Thursday editorial: ‘Faces not cases’
Gov. Matt Blunt announced this week that he is forming a blue-ribbon statewide task force to examine an especially vulnerable group of Missourians: boys and girls who have bounced around the state foster care system, never having found an adoptive family, and who are on the verge of becoming ineligible for services. Of the 9,373 children in the state foster care system, he noted, 24 percent are 16 years old or older. When foster children turn 18, they are “emancipated.”
The state has very little data about how they fare when they leave the foster care system and start managing their own basic affairs: finding food and shelter, getting a job, receiving medical care. That is supposed to change by 2011, the year by which new federal rules require states to be able to track what happens to those kids when it comes to financial self-sufficiency, education and vocational training, housing and health care.
In the meantime, the Children’s Division of the Missouri Department of Social Services is working with the Adoption Exchange — a private non-profit group based in Aurora, Colo., with offices in Bridgeton in St. Louis County and several other cities across the nation — on a project built around photographs of children who are available for adoption. Their pictures are collected in a gallery and used as a way to help potential adoptive parents make connections to specific children as the adults begin the process of qualifying for a state adoption license.
The images of children available for adoption open a window, as the Adoption Exchange puts it, of “the children’s amazing spirits and individuality.”
The program, which is in its third year, featured 240 children and produced 3,005 inquiries and 79 potential adoption placements last year.
This year’s gallery contains portraits of 238 children; the pictures, in the form of a traveling exhibit, will hit the St. Louis region in the first week of September and are scheduled to stop at nine locations through the end of October. These include the Carousel Gallery at Faust Park, the Kirkwood YMCA, Harris-Stowe State University and St. Louis Children’s Hospital. An online version of the gallery also is available. .
In a meeting with Post-Dispatch editorial writers, program administrators explained that the goal is to move people past the idea of adoption as a bureaucratic “case” and help them start thinking about it in terms of the “faces” of children in search of a family.
The mission statement of the Adoption Exchange underscores the importance of its work: “The children are survivors of traumatic abuse, neglect and abandonment.
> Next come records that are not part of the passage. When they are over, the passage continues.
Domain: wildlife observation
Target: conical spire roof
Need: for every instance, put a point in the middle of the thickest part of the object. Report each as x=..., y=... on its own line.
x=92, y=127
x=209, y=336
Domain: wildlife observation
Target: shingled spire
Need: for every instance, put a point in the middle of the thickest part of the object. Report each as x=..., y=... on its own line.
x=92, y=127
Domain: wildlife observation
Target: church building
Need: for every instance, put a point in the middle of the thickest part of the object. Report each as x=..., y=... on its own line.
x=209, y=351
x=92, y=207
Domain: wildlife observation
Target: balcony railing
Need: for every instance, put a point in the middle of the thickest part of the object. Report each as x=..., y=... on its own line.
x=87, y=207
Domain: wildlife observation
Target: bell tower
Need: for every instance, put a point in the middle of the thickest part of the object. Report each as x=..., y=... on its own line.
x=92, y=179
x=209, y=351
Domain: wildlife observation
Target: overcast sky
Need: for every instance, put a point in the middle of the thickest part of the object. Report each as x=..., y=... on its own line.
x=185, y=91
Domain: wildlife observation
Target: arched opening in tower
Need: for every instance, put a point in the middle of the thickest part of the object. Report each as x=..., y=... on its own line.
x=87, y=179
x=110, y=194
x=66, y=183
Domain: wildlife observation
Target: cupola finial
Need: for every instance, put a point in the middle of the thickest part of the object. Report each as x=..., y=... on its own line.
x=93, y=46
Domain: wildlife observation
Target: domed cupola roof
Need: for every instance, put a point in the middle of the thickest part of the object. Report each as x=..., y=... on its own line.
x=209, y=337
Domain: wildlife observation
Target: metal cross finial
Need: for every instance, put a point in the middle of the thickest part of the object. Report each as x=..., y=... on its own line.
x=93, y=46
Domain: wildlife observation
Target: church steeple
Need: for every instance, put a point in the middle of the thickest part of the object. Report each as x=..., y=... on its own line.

Many face barriers because they are school-aged, members of sibling groups who don’t want to be separated, are coping with physical disabilities and struggling with emotional challenges as the result of their painful pasts. They are our nation’s waiting children. . . .”
Seeing the gallery pictures of Haley, Warren and Faith (two sisters and a brother; 8, 7 and 4 years old, respectively) or Gabrielle, Anyaii, Serenity and Shamar (four sisters; ages 7, 5, 4 and 1), it is impossible to not be moved. The purpose is simple and worthy: to get people to explore the possibility of sharing their lives with these children.
(Pictured: Christine W., 12, and her brother Antwan, 11, are among many sibiling groups awaiting adoption and featured in the 2008 Missouri Heart Gallery. Photo by Jennifer Morrison.)


Here’s an idea…..let’s make sure that all of the kids coming through the foster care system have access to a college education at a state university. So many of these kids come from less than ideal situations to begin with; having the promise of a college education would help break the cycle and help them get an extra helping hand when they age out of the “system.” Expensive? Of course, but I believe it would be worth evaluating.